He continues and to add, “And when people ask how we’re doing, I’ll tell them we’re okay, and then we’re, you know, we’re still managing. But the truth is, I’m still a little hurt that they had to come to this point where I thought everything would be okay after so many years of just not having what I would call a family.”

Since then Hernandez and his family are healing from their loss, and looking towards the future. He says, “It’s been a couple months, and we’re living together, and we’re doing fine. We’re managing. Our family is supporting and they’re loving. And my family treats her like if she was one of her own, like a daughter. My dad loves her, my mom supports her. We try to help her anyway we can, and they support me throughout it.”

“And it’s nice to know that, even though I’ve been through a lot growing up without parents, that I can finally have that support as a man and as an adult, especially since I’m about to leave high school and become a real adult,” he said. 

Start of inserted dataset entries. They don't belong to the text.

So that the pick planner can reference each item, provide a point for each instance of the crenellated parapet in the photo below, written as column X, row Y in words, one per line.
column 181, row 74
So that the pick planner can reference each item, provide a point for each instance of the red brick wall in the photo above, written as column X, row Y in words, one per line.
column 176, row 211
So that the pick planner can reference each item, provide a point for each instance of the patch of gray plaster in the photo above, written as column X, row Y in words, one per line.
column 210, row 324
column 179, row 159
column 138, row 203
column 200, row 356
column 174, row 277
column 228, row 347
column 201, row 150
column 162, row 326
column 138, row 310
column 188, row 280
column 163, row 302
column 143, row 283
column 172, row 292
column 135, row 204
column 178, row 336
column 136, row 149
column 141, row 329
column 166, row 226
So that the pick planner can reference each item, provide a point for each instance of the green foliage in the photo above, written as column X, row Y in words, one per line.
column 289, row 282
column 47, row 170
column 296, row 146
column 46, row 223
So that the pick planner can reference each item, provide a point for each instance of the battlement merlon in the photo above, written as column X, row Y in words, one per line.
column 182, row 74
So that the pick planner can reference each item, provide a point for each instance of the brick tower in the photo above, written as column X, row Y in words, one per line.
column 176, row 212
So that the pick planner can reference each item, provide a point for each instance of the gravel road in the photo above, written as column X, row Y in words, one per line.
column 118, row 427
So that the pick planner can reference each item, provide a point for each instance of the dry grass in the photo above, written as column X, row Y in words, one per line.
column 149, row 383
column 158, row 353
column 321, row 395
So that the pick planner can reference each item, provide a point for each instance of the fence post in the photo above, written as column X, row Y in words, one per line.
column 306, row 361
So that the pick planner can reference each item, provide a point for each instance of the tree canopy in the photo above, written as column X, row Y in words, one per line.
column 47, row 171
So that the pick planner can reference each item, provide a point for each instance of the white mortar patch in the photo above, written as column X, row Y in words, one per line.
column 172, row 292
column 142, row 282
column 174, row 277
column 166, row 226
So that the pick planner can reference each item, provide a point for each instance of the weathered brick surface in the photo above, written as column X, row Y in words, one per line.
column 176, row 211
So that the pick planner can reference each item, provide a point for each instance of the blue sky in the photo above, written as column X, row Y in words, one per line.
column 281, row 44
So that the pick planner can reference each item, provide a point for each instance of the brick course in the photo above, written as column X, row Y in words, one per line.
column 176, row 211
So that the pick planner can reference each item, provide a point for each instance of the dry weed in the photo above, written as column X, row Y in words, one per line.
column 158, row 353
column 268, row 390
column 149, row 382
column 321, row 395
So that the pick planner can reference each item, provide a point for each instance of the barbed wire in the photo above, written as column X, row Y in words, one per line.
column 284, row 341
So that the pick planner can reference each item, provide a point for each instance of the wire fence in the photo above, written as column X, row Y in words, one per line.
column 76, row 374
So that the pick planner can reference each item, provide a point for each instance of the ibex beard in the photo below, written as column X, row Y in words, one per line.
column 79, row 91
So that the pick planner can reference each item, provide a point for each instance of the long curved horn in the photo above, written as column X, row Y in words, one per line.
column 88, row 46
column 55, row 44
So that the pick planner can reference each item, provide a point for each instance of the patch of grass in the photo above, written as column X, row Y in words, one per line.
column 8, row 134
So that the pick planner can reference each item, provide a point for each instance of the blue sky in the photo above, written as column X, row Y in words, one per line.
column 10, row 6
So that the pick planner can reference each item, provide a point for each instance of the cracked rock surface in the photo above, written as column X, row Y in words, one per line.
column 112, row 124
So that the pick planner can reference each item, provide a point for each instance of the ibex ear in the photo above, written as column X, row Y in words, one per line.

In regards to his next steps in life, Hernandez explains that his goals still remain the same, “After high school, I still plan to join the military, and I plan on taking my girlfriend with me. And I know we’re gonna get through it.” 

He adds, “Family means everything to me, and I wouldn’t want it any other way. I have so much love for my girlfriend, and I care so much about her, no matter the little time we’ve had together. We’ve been through a lot, but she’s been there with me through thick and thin. So I believe it will work out for us in the end.”

To the people who might be going through something like he has, Hernandez would tell them just to keep their heads high, because to get to the good, you have to go through the bad. It might be hard at first, but if you have someone there to support you, don’t lose them.